Rejection Sampling

Rejection sampling is a technique used in large language model (LLM) training, particularly in reinforcement learning from human feedback (RLHF) and related alignment methods. It serves as a simple but effective approach to generate high-quality training data by selectively accepting or rejecting samples based on predefined criteria.

Core Concept

The process involves:

  1. Generating multiple candidate responses from the LLM for a given prompt
  2. Evaluating each candidate against a quality metric (typically using a reward model or human raters)
  3. Rejecting low-quality samples and accepting only the best candidates for training

Mathematically, if we have a reward function \(R(x)\) that scores sample quality, rejection sampling selects samples where \(R(x) > \tau\) for some threshold \(\tau\).
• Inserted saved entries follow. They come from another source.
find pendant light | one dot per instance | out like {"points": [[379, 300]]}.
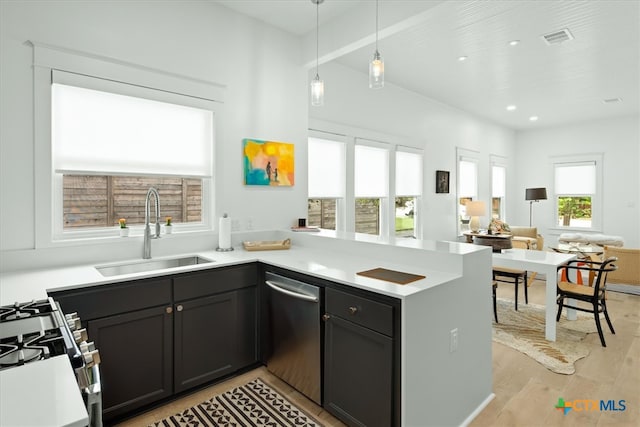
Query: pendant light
{"points": [[376, 66], [317, 85]]}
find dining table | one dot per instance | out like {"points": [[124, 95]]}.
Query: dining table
{"points": [[544, 263]]}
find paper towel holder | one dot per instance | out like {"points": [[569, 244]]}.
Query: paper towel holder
{"points": [[230, 248]]}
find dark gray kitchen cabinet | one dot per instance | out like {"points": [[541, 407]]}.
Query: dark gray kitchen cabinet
{"points": [[204, 339], [215, 328], [158, 337], [136, 350], [359, 360], [214, 336]]}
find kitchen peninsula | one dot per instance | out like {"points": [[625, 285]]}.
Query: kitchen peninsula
{"points": [[445, 375]]}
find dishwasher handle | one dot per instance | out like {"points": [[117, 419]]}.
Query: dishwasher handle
{"points": [[275, 286]]}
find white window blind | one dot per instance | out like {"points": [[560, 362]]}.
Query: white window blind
{"points": [[408, 174], [371, 172], [326, 166], [96, 132], [575, 178], [499, 177], [468, 180]]}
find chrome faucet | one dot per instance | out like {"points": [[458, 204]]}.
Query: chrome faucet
{"points": [[147, 229]]}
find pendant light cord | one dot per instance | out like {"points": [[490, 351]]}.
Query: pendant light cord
{"points": [[317, 36], [376, 26]]}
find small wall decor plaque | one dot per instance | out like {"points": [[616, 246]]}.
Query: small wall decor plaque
{"points": [[268, 163], [442, 181]]}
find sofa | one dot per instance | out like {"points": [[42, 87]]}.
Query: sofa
{"points": [[526, 237]]}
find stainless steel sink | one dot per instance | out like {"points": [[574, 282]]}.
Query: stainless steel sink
{"points": [[149, 265]]}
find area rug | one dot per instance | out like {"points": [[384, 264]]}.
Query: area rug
{"points": [[253, 404], [523, 330]]}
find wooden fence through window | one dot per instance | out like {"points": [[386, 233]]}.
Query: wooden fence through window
{"points": [[322, 213], [99, 201]]}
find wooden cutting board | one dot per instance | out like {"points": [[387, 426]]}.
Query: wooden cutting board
{"points": [[398, 277]]}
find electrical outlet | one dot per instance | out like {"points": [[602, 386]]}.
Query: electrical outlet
{"points": [[453, 340]]}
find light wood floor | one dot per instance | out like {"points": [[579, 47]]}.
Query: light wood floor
{"points": [[525, 391]]}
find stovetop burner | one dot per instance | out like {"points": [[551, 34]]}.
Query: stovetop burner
{"points": [[33, 308], [21, 349]]}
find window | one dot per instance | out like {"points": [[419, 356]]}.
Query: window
{"points": [[467, 185], [576, 188], [371, 188], [112, 141], [498, 190], [326, 166], [408, 191]]}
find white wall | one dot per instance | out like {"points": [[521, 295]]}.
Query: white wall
{"points": [[260, 66], [619, 141], [435, 127]]}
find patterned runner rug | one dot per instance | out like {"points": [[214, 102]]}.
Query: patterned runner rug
{"points": [[523, 330], [253, 404]]}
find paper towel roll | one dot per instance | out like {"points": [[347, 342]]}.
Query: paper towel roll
{"points": [[224, 232]]}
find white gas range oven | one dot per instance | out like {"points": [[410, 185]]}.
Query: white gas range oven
{"points": [[49, 373]]}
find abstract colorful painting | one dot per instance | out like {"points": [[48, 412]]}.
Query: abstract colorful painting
{"points": [[268, 163]]}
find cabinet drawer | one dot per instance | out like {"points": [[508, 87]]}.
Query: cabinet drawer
{"points": [[107, 300], [218, 280], [365, 312]]}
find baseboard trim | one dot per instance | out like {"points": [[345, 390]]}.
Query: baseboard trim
{"points": [[477, 411]]}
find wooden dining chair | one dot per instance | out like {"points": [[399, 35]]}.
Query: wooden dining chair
{"points": [[594, 295]]}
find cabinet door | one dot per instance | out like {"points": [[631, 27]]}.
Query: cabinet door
{"points": [[358, 374], [136, 358], [246, 320], [206, 339]]}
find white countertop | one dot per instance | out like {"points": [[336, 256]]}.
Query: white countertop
{"points": [[336, 265], [44, 393]]}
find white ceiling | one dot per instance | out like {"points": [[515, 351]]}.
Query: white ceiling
{"points": [[421, 41]]}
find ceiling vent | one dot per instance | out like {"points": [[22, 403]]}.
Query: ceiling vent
{"points": [[557, 37]]}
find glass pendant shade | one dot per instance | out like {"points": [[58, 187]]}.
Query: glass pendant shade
{"points": [[317, 92], [376, 72]]}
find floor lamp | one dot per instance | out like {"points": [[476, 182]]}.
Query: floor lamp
{"points": [[534, 195]]}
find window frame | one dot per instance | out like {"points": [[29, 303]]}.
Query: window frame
{"points": [[500, 162], [596, 198], [417, 211], [385, 205], [463, 154], [48, 184], [340, 201]]}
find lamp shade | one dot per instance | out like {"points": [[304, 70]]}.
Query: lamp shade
{"points": [[476, 208], [536, 194]]}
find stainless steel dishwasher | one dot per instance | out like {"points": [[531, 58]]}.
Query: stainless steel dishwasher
{"points": [[294, 333]]}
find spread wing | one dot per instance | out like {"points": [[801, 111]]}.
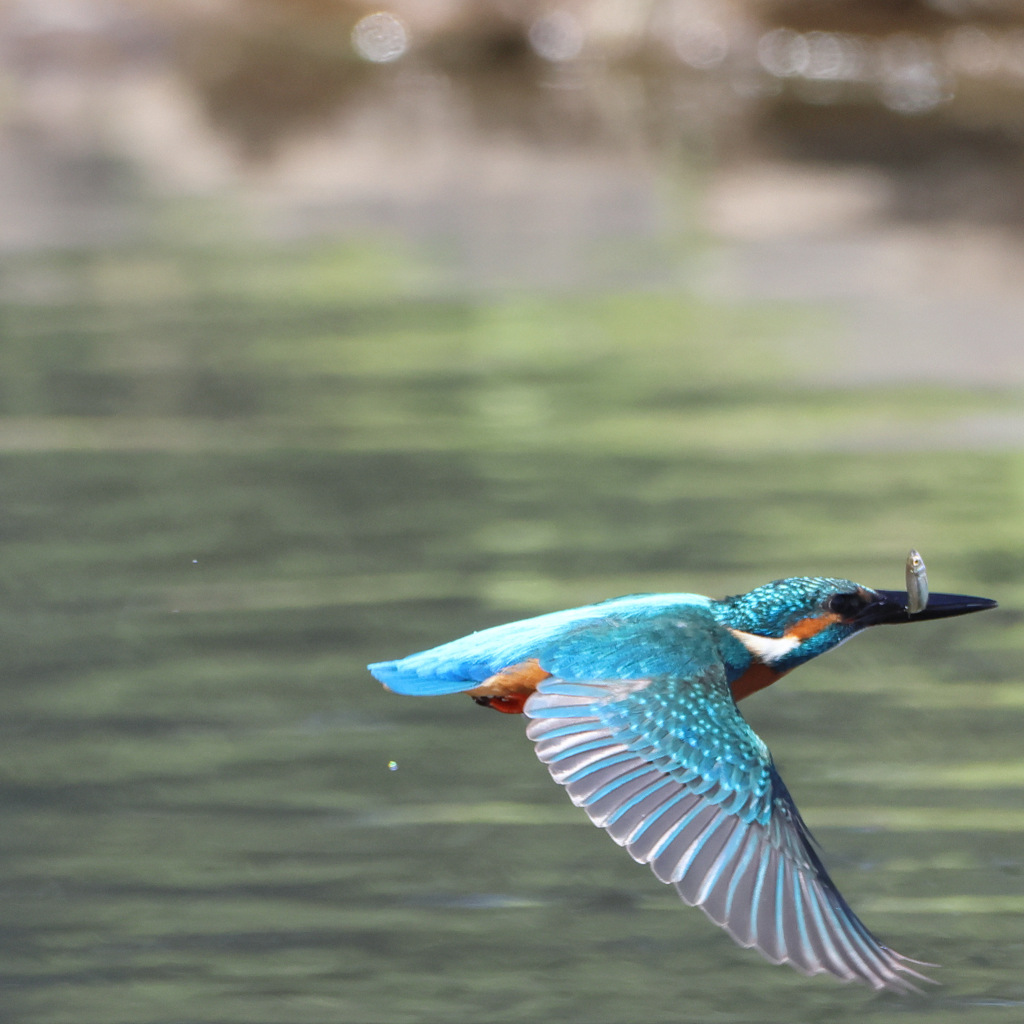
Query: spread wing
{"points": [[675, 774]]}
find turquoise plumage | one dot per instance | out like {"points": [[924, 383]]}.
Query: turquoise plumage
{"points": [[633, 709]]}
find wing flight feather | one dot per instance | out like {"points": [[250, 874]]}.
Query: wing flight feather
{"points": [[673, 772]]}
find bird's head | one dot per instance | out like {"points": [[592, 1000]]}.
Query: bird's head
{"points": [[788, 622]]}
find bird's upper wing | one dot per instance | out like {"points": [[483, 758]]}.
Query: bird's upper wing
{"points": [[675, 774]]}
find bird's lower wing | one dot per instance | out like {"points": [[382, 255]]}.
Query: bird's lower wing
{"points": [[688, 788]]}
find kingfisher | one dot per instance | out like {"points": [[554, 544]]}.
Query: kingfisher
{"points": [[633, 708]]}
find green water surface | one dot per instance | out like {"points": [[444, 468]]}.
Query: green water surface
{"points": [[231, 476]]}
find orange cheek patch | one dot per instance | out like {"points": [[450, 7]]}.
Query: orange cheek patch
{"points": [[810, 627], [508, 690]]}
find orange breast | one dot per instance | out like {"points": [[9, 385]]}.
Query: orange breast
{"points": [[757, 677]]}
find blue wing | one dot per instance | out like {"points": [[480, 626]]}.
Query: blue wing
{"points": [[464, 663], [676, 775]]}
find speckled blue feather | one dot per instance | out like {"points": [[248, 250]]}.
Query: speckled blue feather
{"points": [[470, 659], [636, 718]]}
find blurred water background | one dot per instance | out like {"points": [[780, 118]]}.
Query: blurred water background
{"points": [[331, 332]]}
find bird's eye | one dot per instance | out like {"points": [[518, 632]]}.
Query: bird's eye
{"points": [[847, 605]]}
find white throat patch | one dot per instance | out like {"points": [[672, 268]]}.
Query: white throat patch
{"points": [[768, 649]]}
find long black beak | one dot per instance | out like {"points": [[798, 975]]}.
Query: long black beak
{"points": [[891, 607]]}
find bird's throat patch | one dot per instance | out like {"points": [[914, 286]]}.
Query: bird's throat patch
{"points": [[509, 689]]}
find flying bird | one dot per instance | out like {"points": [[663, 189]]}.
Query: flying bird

Applications in LLM Training

Reward Modeling

In RLHF Phase 2, rejection sampling helps create high-quality demonstration data by filtering out poor responses, ensuring the policy model learns from only the best examples.

Data Augmentation

By generating diverse candidates and selecting the highest-quality ones, rejection sampling creates additional training data that aligns better with human preferences.

Quality Control

During inference or data generation, rejection sampling acts as a filter to ensure only acceptable outputs are used or presented.

Advantages and Limitations

Advantages:

  • Simple to implement and understand
  • Requires no gradient computations
  • Can be highly effective when the reward model is accurate

Limitations:

  • Computationally expensive (requires generating multiple candidates)
  • Sample inefficient (many generations are discarded)
  • Performance depends heavily on the quality of the reward function

Rejection sampling represents a fundamental building block in modern LLM alignment pipelines, often serving as a baseline for more sophisticated sampling techniques like proximal policy optimization (PPO) or best-of-n sampling.